Another way would be to use AxisAngle, which lets you specify the lone axis you want to build a rotation for, and then specify the angle you want to rotate by. This will require you to have a signed angle (just meaning positive or negative) that you know to create your rotation, and even going down this path, you’ll still want to follow the process of creating a vector from the thing you want to rotate to the thing you are rotating towards, projecting it onto a plane, and then, like with the canon rotation, and then get the angle between that vector and some initial reference vector that represents which way the object was facing before it started rotating.

You could also directly set the Euler angles of the rotation by using Quaternion.Euler, creating a variable to store the initial rotation value of the axis you want to rotate, and incrementing up and down depending on the angle between the object you want to rotate and the object you are rotating towards. BUT as Unity warns, the temptation to first read the Euler angles from a Quaternion, and then use those values to create a new rotation, will often result in unexpected and incorrect rotations.
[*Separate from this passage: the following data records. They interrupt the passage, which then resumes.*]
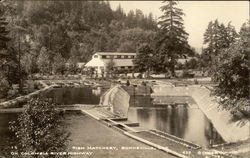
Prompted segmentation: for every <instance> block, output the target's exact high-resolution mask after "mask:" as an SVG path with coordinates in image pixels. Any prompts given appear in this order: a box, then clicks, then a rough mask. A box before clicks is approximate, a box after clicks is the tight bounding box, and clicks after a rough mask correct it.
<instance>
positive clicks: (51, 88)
mask: <svg viewBox="0 0 250 158" xmlns="http://www.w3.org/2000/svg"><path fill="white" fill-rule="evenodd" d="M40 84H41V85H42V86H43V87H44V88H42V89H39V90H36V91H34V92H32V93H29V94H27V95H24V96H20V97H17V98H15V99H12V100H8V101H5V102H2V103H0V109H3V108H15V107H20V105H22V104H25V103H26V102H27V101H28V100H30V99H31V98H34V97H36V96H38V95H39V94H41V93H42V92H46V91H49V90H51V89H52V88H53V87H54V85H51V86H48V85H46V84H44V83H43V82H40Z"/></svg>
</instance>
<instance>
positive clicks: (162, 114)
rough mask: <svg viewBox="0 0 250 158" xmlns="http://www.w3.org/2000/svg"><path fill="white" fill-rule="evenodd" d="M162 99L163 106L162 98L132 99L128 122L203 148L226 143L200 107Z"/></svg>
mask: <svg viewBox="0 0 250 158" xmlns="http://www.w3.org/2000/svg"><path fill="white" fill-rule="evenodd" d="M171 99H172V98H171ZM160 100H161V104H159V97H150V96H131V98H130V108H129V112H128V119H129V120H131V121H135V122H139V123H140V126H142V127H145V128H148V129H157V130H160V131H162V132H166V133H169V134H172V135H175V136H177V137H180V138H183V139H185V140H188V141H191V142H193V143H196V144H199V145H201V146H204V147H207V146H210V145H212V144H213V145H214V144H221V143H224V140H223V139H222V137H221V136H220V135H219V133H218V132H217V131H216V129H215V128H214V127H213V125H212V123H211V122H210V121H209V120H208V119H207V117H206V116H205V115H204V114H203V112H202V111H201V110H200V109H199V108H190V107H189V106H188V105H187V104H169V101H168V100H167V99H166V98H164V97H163V98H162V99H160ZM164 101H165V102H166V104H164ZM171 102H172V100H171Z"/></svg>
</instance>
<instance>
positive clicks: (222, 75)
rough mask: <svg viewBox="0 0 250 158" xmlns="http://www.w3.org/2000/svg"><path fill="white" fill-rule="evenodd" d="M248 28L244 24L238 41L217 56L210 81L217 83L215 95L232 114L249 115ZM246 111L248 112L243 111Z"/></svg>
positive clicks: (248, 46)
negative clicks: (213, 69) (219, 99)
mask: <svg viewBox="0 0 250 158" xmlns="http://www.w3.org/2000/svg"><path fill="white" fill-rule="evenodd" d="M249 32H250V26H249V22H248V23H245V24H244V25H243V26H242V28H241V32H240V39H239V40H238V41H236V42H235V43H234V44H231V45H230V47H229V48H227V49H224V50H222V51H221V52H220V54H219V55H218V61H219V62H218V64H217V66H216V69H215V72H214V73H213V75H212V79H213V80H214V81H215V82H217V83H218V86H217V87H216V88H215V94H216V95H217V96H219V97H220V98H221V104H222V105H223V106H224V107H225V108H227V109H231V110H232V112H236V111H241V112H243V114H245V115H247V116H248V117H249V116H250V115H249V111H250V106H249V105H250V102H249V88H250V87H249V72H250V66H249V54H250V49H249V48H250V43H249V41H250V36H249ZM245 109H248V110H245Z"/></svg>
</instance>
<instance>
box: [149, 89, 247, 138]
mask: <svg viewBox="0 0 250 158" xmlns="http://www.w3.org/2000/svg"><path fill="white" fill-rule="evenodd" d="M152 89H153V93H152V94H151V95H152V96H190V97H192V98H193V99H194V101H195V102H196V104H197V106H198V107H199V108H200V109H201V110H202V112H203V113H204V114H205V115H206V116H207V118H208V119H209V120H210V121H211V122H212V124H213V125H214V127H215V128H216V130H217V131H218V133H220V135H221V136H222V138H223V139H224V140H225V141H227V142H237V141H242V140H246V139H249V138H250V135H249V132H250V129H249V126H250V122H249V120H247V119H242V120H238V121H232V119H233V115H232V114H231V113H230V111H227V110H222V109H220V108H219V104H218V102H217V101H216V98H215V97H214V96H212V95H211V90H209V89H208V88H206V87H204V86H200V85H194V86H188V87H172V86H164V85H155V86H152Z"/></svg>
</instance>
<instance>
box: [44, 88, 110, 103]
mask: <svg viewBox="0 0 250 158" xmlns="http://www.w3.org/2000/svg"><path fill="white" fill-rule="evenodd" d="M106 90H107V88H103V87H91V86H85V87H77V88H72V87H63V88H54V89H52V90H50V91H49V92H46V93H44V94H43V95H44V96H45V97H48V98H52V99H53V101H54V102H55V103H57V104H59V105H71V104H99V102H100V96H101V95H102V94H103V93H104V92H105V91H106Z"/></svg>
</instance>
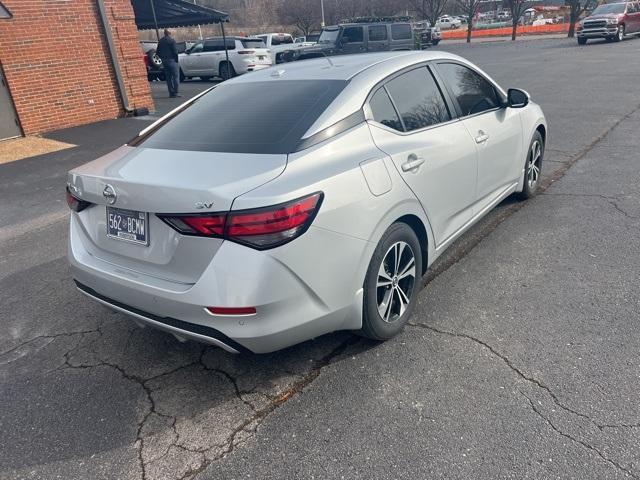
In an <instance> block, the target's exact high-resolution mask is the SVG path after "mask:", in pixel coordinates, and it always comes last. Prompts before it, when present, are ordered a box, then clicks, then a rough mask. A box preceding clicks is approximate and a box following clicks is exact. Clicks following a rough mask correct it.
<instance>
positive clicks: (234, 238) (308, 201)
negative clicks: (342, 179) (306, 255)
mask: <svg viewBox="0 0 640 480" xmlns="http://www.w3.org/2000/svg"><path fill="white" fill-rule="evenodd" d="M322 197H323V194H322V193H314V194H312V195H309V196H307V197H303V198H299V199H297V200H293V201H291V202H287V203H283V204H280V205H274V206H272V207H265V208H257V209H255V210H239V211H236V212H233V211H231V212H226V213H213V214H186V215H158V217H160V218H161V219H162V220H163V221H164V222H165V223H167V224H168V225H169V226H171V227H173V228H174V229H175V230H177V231H178V232H180V233H182V234H184V235H196V236H205V237H217V238H225V239H227V240H231V241H232V242H236V243H241V244H243V245H247V246H249V247H251V248H255V249H258V250H266V249H269V248H274V247H278V246H280V245H284V244H285V243H287V242H290V241H291V240H293V239H294V238H297V237H299V236H300V235H302V234H303V233H304V232H306V231H307V229H308V228H309V226H310V225H311V222H313V219H314V218H315V216H316V214H317V213H318V210H319V209H320V204H321V203H322Z"/></svg>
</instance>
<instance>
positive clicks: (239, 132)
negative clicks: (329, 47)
mask: <svg viewBox="0 0 640 480" xmlns="http://www.w3.org/2000/svg"><path fill="white" fill-rule="evenodd" d="M346 85H347V82H346V81H344V80H282V81H275V82H274V81H271V82H243V83H235V84H234V83H231V84H225V83H223V84H221V85H219V86H217V87H215V88H213V89H212V90H210V91H209V92H208V93H206V94H205V95H203V96H202V97H200V98H199V99H197V100H196V101H195V102H193V103H192V104H191V105H189V106H188V107H186V108H185V109H184V110H183V111H182V112H180V113H178V114H177V115H175V116H174V117H171V118H169V119H168V120H166V121H165V122H164V123H162V124H161V125H159V126H158V127H156V128H155V129H154V130H152V131H151V132H150V133H149V134H147V135H146V136H143V137H138V138H136V139H134V140H133V141H132V142H130V143H129V145H132V146H141V147H146V148H159V149H164V150H192V151H202V152H229V153H267V154H284V153H291V152H294V151H295V149H296V147H297V146H298V145H299V143H300V140H301V139H302V136H303V135H304V134H305V132H306V131H307V130H308V129H309V127H311V125H312V124H313V122H315V121H316V120H317V119H318V117H319V116H320V115H321V114H322V112H324V110H325V109H326V108H327V107H328V106H329V104H330V103H331V102H332V101H333V100H334V99H335V98H336V97H337V96H338V94H339V93H340V92H341V91H342V89H343V88H344V87H345V86H346Z"/></svg>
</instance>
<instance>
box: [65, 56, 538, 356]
mask: <svg viewBox="0 0 640 480" xmlns="http://www.w3.org/2000/svg"><path fill="white" fill-rule="evenodd" d="M280 67H281V68H272V69H268V70H263V71H260V72H256V73H254V74H252V75H247V76H243V77H238V78H235V79H233V80H231V81H229V82H225V83H223V84H220V85H218V86H216V87H213V88H212V89H210V90H208V91H207V92H205V93H204V94H201V95H200V96H198V97H196V98H194V99H192V100H190V101H189V102H186V103H185V104H184V105H182V106H181V107H179V108H178V109H176V111H174V112H172V113H170V114H169V115H168V116H166V117H165V118H163V119H161V120H159V121H158V122H157V123H156V124H154V125H152V126H150V127H149V128H147V129H146V130H144V131H142V132H141V133H140V135H139V136H138V137H137V138H135V139H134V140H133V141H131V142H130V143H129V144H128V145H125V146H123V147H121V148H119V149H117V150H115V151H114V152H112V153H110V154H108V155H106V156H104V157H101V158H99V159H97V160H95V161H93V162H90V163H88V164H86V165H84V166H81V167H79V168H76V169H74V170H72V171H71V172H70V173H69V175H68V189H67V200H68V203H69V205H70V207H71V209H72V210H73V212H72V214H71V226H70V240H69V260H70V263H71V271H72V274H73V277H74V279H75V281H76V283H77V286H78V288H79V289H80V291H81V292H83V293H84V294H86V295H87V296H89V297H91V298H92V299H94V300H96V301H98V302H100V303H102V304H104V305H106V306H108V307H110V308H111V309H114V310H116V311H119V312H122V313H125V314H127V315H130V316H131V317H133V318H134V319H135V320H136V321H138V322H139V323H142V324H148V325H152V326H155V327H157V328H160V329H164V330H166V331H169V332H171V333H173V334H174V335H176V336H177V337H178V338H180V339H186V338H191V339H196V340H200V341H204V342H208V343H211V344H214V345H218V346H221V347H223V348H225V349H226V350H228V351H231V352H241V351H252V352H257V353H260V352H270V351H273V350H277V349H281V348H284V347H287V346H289V345H293V344H295V343H298V342H302V341H305V340H308V339H311V338H313V337H317V336H319V335H323V334H325V333H328V332H332V331H336V330H354V331H359V332H360V333H361V334H363V335H365V336H368V337H370V338H373V339H378V340H384V339H388V338H391V337H393V336H394V335H396V334H398V333H399V332H400V331H401V330H402V328H403V327H404V325H405V324H406V322H407V321H408V319H409V317H410V315H411V312H412V310H413V307H414V304H415V301H416V295H417V293H418V289H419V286H420V278H421V276H422V275H423V274H424V273H425V271H426V269H427V267H428V266H429V265H430V264H431V263H432V262H433V261H434V260H435V259H436V258H437V257H438V256H439V255H440V254H441V253H442V252H443V251H444V250H445V249H446V248H447V246H448V245H450V244H451V242H453V241H454V240H455V239H456V238H457V237H458V236H460V235H461V234H462V233H463V232H464V231H465V230H466V229H467V228H469V226H471V225H472V224H473V223H474V222H476V221H477V220H478V219H479V218H480V217H482V216H483V215H485V214H486V213H487V212H488V211H489V210H491V209H492V208H493V207H494V206H495V205H497V204H498V203H499V202H501V201H502V200H503V199H504V198H506V197H507V196H509V195H511V194H517V195H519V196H520V197H522V198H527V197H529V196H531V195H533V194H534V193H535V191H536V188H537V186H538V182H539V175H540V168H541V166H542V158H543V153H544V144H545V140H546V138H547V126H546V122H545V119H544V116H543V113H542V111H541V109H540V108H539V107H538V106H537V105H535V104H534V103H532V102H530V101H529V96H528V95H527V94H526V93H525V92H523V91H521V90H515V89H514V90H509V92H505V91H504V90H503V89H502V88H500V87H499V86H498V85H497V84H496V83H495V82H494V81H493V80H492V79H491V78H490V77H489V76H488V75H486V74H485V73H484V72H483V71H482V70H480V69H478V68H477V67H475V66H474V65H472V64H471V63H469V62H467V61H466V60H464V59H462V58H460V57H458V56H455V55H451V54H447V53H443V52H415V51H414V52H402V53H399V52H389V53H378V54H365V55H353V56H342V57H336V58H334V59H333V60H332V61H328V60H327V59H324V58H322V59H315V60H308V61H303V62H294V63H290V64H285V65H281V66H280ZM265 118H269V119H272V121H270V122H267V123H265V122H264V121H263V120H264V119H265Z"/></svg>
Common Pitfalls and Useful Tips

Here’s a few pitfalls I found along the way that you would be wise to avoid:

  • Everything is backwards - When creating or importing 3D models, sometimes what looks “forward” for the model, is actually “backwards” in Unity. Fortunately, creating vectors that point from an object to an object, you can just reverse the vector’s direction either by multiplying it by -1, or switching the order of your subtraction.
  • Debug.DrawRay is your friend - Sometimes, for whatever reason, when creating vectors and projecting them, something has gone awry. The DrawRay function let’s you visualize vectors in Unity’s project window, and it has saved by behind on more than one occasion. Do I wish there was a Debug.DrawPlane? Yes. But I make do with what I’ve got ;)

Closing Thoughts

No matter which way you choose to implement your rotation, projecting a 3D rotation or vector onto a 2D plane is an invaluable tool. Whether trying to get a single axis of a rotation, or just trying to wrap your head around a 3D rotation, the complexity of 3D space can always be reduced to something far more manageable and intuitive.